Serotonin as a regulator of craniofacial morphogenesis: Site specific malformations following exposure to serotonin uptake inhibitors

Abstract

During craniofacial development in the mouse embryo (days 9–12 of gestation; plug day = day 1), transient expression of serotonin (5‐HT) uptake in epithelial structures of this region correlates with critical morphogenetic events (Lauder et al., '88; Shuey, '91; Shuey et al., '89, '92). The purpose of the present investigation was to assess the possible functional significance of these uptake sites by examination of patterns of dysmorphology following exposure of embryos to selective 5‐HT uptake inhibitors.

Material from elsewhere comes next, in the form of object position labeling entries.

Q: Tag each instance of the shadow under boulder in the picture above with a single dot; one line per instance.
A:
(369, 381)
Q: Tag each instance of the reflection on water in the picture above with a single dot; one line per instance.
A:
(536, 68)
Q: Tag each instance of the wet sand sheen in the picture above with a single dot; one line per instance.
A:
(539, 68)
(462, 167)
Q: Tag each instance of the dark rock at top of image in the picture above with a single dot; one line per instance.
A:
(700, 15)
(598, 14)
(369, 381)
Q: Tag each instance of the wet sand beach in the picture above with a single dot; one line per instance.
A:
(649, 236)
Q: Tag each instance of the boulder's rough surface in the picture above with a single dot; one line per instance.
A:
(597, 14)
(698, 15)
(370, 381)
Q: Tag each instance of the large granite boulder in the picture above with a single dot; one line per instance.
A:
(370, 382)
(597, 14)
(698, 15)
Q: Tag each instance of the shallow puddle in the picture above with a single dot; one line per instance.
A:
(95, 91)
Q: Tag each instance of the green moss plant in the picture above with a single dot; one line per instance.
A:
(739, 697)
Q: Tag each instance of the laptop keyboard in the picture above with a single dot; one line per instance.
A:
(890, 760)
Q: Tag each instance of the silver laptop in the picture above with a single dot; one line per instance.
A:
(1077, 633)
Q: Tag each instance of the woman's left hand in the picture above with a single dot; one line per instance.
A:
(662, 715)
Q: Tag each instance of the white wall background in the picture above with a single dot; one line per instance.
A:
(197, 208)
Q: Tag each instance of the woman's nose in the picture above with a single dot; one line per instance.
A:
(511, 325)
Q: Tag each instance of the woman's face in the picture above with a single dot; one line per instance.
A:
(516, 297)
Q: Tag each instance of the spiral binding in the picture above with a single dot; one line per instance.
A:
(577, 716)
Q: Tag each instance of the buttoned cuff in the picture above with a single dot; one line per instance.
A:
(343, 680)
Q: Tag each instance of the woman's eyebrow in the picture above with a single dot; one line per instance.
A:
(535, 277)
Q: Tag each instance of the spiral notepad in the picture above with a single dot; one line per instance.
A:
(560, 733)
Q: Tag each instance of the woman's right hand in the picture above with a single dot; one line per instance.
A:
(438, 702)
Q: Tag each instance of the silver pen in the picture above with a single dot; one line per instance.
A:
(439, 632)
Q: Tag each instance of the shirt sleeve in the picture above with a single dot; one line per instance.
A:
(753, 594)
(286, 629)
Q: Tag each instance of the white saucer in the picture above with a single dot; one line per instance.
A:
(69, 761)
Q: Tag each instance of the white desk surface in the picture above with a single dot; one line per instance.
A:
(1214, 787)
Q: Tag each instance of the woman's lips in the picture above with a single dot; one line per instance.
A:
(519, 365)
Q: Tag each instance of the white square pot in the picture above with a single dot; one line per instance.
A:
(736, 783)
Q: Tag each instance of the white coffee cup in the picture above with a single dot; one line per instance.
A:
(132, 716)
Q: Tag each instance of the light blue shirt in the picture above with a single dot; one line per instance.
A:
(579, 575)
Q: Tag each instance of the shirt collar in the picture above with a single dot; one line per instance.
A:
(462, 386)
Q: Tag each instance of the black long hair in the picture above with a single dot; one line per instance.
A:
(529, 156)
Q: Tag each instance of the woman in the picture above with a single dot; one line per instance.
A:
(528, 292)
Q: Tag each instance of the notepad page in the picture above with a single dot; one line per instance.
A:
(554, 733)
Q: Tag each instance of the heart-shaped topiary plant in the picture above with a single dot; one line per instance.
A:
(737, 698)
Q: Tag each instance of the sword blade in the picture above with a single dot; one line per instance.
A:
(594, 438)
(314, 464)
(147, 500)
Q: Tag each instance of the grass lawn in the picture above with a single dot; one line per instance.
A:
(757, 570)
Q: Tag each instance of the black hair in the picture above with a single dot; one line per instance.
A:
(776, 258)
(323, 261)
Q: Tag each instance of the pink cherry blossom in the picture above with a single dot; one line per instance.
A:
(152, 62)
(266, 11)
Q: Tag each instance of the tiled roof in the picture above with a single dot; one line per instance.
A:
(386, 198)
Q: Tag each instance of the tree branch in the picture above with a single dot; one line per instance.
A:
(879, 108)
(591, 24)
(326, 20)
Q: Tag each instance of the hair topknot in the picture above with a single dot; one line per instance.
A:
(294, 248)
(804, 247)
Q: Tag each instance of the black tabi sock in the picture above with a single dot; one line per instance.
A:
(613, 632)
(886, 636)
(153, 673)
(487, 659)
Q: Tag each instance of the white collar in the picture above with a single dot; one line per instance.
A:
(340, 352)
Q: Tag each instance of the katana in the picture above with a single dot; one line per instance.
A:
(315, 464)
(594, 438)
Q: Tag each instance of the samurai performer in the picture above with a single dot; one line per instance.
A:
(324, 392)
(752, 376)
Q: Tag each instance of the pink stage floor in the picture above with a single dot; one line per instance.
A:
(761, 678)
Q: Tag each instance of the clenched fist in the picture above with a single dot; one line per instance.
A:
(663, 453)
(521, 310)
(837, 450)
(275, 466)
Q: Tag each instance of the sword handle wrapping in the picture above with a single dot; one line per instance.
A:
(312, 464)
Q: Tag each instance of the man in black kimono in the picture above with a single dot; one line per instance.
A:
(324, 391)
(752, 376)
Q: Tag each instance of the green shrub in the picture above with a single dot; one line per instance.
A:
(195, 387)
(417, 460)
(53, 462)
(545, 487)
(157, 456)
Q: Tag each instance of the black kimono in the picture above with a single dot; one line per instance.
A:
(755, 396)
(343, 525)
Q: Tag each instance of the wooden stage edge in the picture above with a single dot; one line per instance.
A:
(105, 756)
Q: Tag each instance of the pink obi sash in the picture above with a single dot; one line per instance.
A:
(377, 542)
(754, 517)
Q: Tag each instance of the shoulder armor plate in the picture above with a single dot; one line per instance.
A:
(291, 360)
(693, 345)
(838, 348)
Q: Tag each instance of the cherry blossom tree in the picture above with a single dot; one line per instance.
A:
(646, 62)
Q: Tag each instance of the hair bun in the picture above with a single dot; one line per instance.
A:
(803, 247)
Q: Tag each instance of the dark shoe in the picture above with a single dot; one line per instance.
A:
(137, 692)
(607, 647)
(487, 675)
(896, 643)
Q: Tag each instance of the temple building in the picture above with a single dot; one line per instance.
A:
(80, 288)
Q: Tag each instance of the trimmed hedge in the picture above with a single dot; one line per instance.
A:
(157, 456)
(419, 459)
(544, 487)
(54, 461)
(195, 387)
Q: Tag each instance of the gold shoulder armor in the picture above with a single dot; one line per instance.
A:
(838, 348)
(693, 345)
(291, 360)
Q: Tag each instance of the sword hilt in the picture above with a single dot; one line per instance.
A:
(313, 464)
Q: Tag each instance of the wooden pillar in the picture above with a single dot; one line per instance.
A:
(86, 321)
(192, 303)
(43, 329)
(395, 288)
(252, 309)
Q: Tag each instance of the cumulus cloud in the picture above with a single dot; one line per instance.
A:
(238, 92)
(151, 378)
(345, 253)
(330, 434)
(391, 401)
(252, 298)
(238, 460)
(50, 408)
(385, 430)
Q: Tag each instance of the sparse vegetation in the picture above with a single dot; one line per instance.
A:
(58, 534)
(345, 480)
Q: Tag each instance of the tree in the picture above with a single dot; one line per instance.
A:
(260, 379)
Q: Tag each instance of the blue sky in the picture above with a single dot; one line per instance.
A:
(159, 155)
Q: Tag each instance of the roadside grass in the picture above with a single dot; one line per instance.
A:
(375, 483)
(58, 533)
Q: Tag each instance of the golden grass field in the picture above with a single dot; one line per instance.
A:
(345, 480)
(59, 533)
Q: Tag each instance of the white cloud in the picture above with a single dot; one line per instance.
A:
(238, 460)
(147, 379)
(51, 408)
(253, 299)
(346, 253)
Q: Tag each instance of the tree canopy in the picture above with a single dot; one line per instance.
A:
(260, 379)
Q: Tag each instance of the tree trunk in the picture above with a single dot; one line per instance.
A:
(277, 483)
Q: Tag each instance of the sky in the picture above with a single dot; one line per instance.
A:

Exposure of mouse embryos in whole embryo culture to sertraline, at a concentration (10 μM) which produced no evidence of general embryotoxicity, caused craniofacial malformations consistent with direct action at 5‐HT uptake sites. Two other 5‐HT uptake inhibitors, fluoxetine and amitriptyline, produced similar defects. The critical period of sertraline exposure occurred on days 10–11. The observed craniofacial defects were associated with decreased proliferation and extensive cell death in mesenchyme located 5–6 cell layers deep from the overlying epithelium. In contrast, the subepithelial mesenchymal layers showed normal or elevated levels of proliferation. From these results it appears that inhibition of 5‐HT uptake into craniofacial epithelia may produce developmental defects by interference with serotonergic regulation of epithelial–mesenchymal interactions important for normal craniofacial morphogenesis.